The paper also refers to the original book by Bleuler and how he
described what he saw as schizophrenia. It means splitting of the
psychological functions and has a different meaning to the splitting of
the mind in my opinion though I'm sure even this evidence will not be
enough to make the point that people seem lost in etymology and
semantics when they should be looking at concepts and better 'treatments'.
"
Is the "split mind" metaphor still relevant? The history of
this metaphor is rather important and will be briefly mentioned.

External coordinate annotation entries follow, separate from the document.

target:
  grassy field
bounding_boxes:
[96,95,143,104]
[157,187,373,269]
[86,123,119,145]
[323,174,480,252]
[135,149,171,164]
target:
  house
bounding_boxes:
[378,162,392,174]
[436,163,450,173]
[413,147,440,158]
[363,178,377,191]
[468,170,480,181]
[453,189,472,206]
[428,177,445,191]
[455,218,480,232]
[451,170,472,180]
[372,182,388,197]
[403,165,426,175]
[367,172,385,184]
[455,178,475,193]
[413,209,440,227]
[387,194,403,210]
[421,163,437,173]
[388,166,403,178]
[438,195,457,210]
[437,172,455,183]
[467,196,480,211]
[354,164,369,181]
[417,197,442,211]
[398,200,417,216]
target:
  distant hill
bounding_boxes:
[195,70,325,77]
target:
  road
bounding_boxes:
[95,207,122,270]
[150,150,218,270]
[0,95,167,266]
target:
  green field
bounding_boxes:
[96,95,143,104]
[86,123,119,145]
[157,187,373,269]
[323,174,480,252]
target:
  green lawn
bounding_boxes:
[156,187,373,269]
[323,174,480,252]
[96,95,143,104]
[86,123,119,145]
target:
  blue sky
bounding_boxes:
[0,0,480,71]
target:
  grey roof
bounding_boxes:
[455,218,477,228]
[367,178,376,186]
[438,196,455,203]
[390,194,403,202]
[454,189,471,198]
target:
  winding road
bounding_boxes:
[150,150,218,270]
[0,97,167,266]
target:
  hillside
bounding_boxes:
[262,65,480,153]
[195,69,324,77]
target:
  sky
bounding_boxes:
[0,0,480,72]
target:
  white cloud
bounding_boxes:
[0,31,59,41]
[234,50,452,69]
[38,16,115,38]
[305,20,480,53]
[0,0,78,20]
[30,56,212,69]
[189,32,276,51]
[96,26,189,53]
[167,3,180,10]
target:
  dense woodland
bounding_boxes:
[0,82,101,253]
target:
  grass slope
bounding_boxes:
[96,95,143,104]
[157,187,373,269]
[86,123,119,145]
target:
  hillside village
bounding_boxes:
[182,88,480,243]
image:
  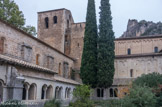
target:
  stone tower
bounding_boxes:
[38,8,74,55]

Bleuler (1911) wrote, "In each case there is a more
or less clear splitting of the psychological functions: as
the disease becomes distinct, the personality loses its
unity" ("In jedem Falle besteht eine mehr oder weniger
deutliche Spaltung der psychischen Funktionen: ist die
Krankheit ausgesprochen, so verliert die PersOnlichkeit
ihre Einheit")
"

It also mentions other past failed neolgisms other than social
integration disease and post trauma psychosis.
"
intrapsychic
ataxia, dementia dessecans, discordance, dementia sejunctiva,
dysphrenia, discordance, and so forth. None ever
caught on (Berrios 1987).
"

Signficantly to me the paper explains
"
Its introduction into
American psychiatry (by DSM-IH, American Psychiatric
Association 1980) led to a gradual abandonment of the
Bleulerian view.
"
This is a good reason to change the name.

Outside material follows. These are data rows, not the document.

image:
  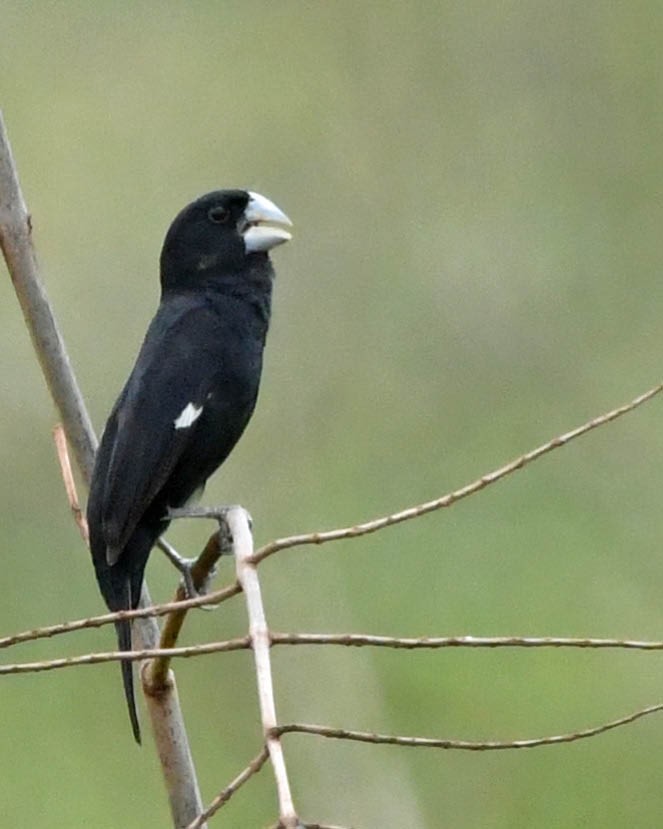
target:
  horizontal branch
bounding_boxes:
[0,581,242,654]
[0,633,663,676]
[273,703,663,751]
[0,636,251,676]
[186,746,269,829]
[253,383,663,563]
[271,633,663,651]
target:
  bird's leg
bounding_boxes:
[158,537,201,599]
[165,505,253,598]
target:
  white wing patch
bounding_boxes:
[173,403,203,429]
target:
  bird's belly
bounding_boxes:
[159,393,256,507]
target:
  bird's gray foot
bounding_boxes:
[159,538,205,599]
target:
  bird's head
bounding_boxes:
[161,190,292,290]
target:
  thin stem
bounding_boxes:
[225,507,299,829]
[253,383,663,564]
[274,703,663,751]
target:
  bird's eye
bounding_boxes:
[207,206,230,225]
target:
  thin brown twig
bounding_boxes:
[53,423,90,545]
[273,703,663,751]
[224,507,299,829]
[269,822,353,829]
[6,632,663,676]
[187,746,269,829]
[0,581,242,650]
[0,636,251,676]
[253,383,663,564]
[270,632,663,651]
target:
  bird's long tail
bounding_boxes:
[115,579,140,745]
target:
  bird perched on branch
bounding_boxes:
[87,190,291,742]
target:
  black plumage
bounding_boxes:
[87,190,290,742]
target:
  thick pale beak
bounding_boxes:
[242,193,292,253]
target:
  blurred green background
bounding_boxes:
[0,0,663,829]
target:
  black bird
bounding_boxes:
[87,190,291,742]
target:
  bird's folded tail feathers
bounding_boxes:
[115,579,141,745]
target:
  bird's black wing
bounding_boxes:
[101,299,222,565]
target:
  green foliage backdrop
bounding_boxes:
[0,0,663,829]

This last bit is really interesting and says it better than I can
"
A new name could be constructed on the basis of (1)
a fundamental biological mechanism, (2) a pathognomonic
clinical feature, (3) a crucial psychological dysfunction,
or (4) an eponym. Bleuler wished that it was
option 1 but in the end settled for 2. The problem today is
that there is not yet a scientific conclusion about either the
disease's fundamental biological mechanism or its
pathognomonic clinical feature. In regard to option 3,
Kraepelin regarded dementia praecox as primarily a disorder
of intellectual function (as opposed to manic-depressive
illness, which was primarily a disorder of affect), and
the field is now going through a "cognitive period" in the
interpretation of the disease (e.g., Andreasen 1999).

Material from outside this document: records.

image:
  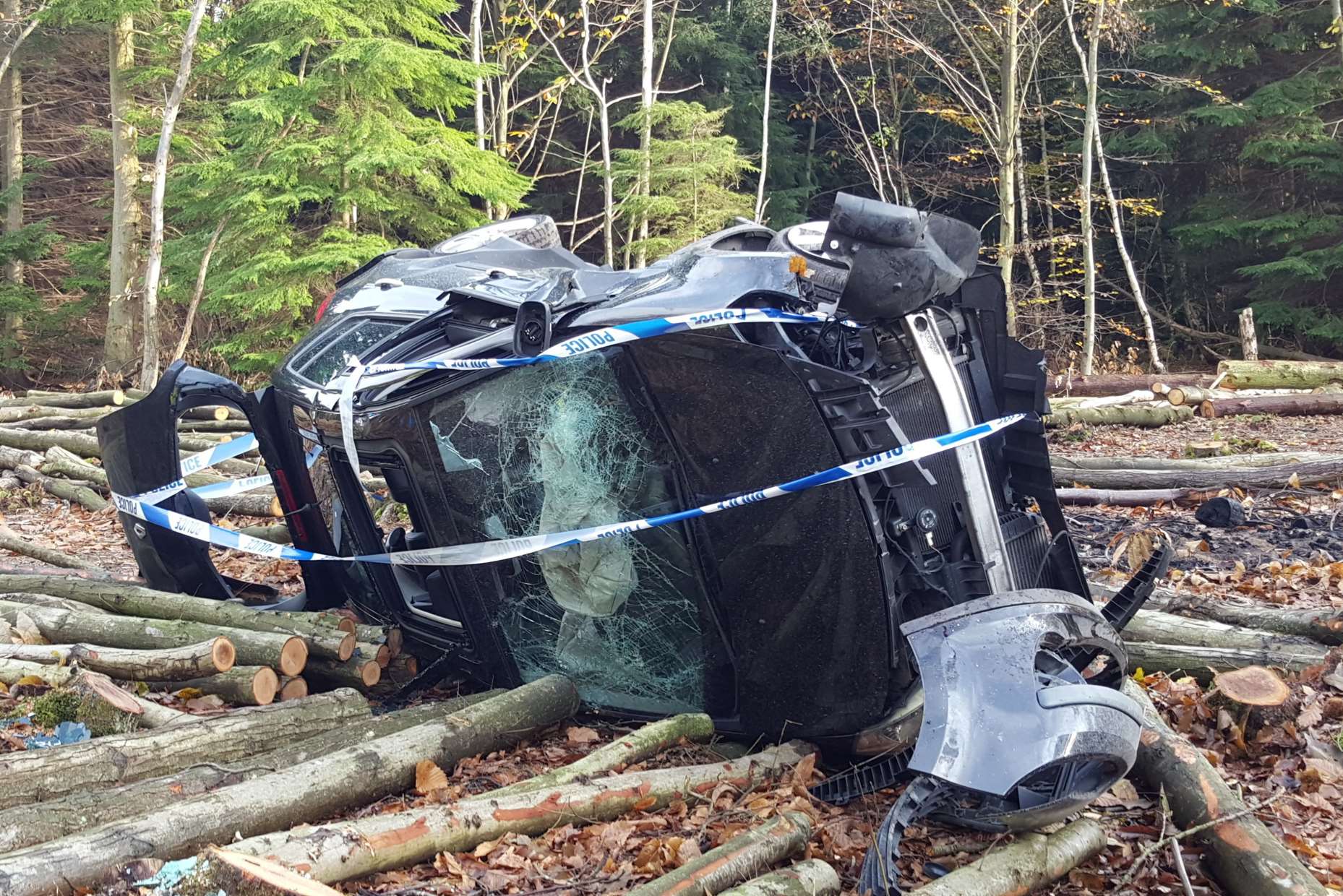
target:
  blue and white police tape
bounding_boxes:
[338,308,847,491]
[113,414,1025,566]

However, grouping schizophrenia with the many dementias
currently described might be confusing, and a redefinition
of "cognition" in the future might leave many with
egg on their face. It would seem, therefore, that our scientific
ignorance precludes 1, 2, and 3 above.
What about 4? Eponyms are safe in that they are
proper names and avoid connotations altogether. History
shows that the disease was mainly identified by Kraepelin
and Bleuler. "Kraepelin's disease" already exists to name
a form of presenile dementia, and "Kraepelin-Morel's disease"
and "Bleuler's disease" (Morbus Bleuler is the original
term and is used in some parts of Germany) never
took off. "Bleuler's syndrome" already exists to name a
form of "organic delirious state." Under the circumstances
and provided that we all believe that schizophrenia will
survive as a unitary disease for the next 50 years, we may
want to rename schizophrenia "Kraepelin-Bleuler disease,"
or KBD for short.
"

A more difficult solution is to individualise diagnosis such that every
person has a diagnosis based on their name. So Stephen Fry didn't have
bipolar. He had "Stephen Fry of QI disorder." This is a ridiculous
concept on first appraisal however the state of science in the
psychiatric system and clinical practice means it is as useful to
classify a person as an individual with an individual experience of
life, an individual prognosis and response to treatment. It makes things
harder for psychiatrists to practice medicine but it solves the problem
of the stigma of labels, poor outcomes for conditions that are hard to
'treat' and encourages more openminded thinking.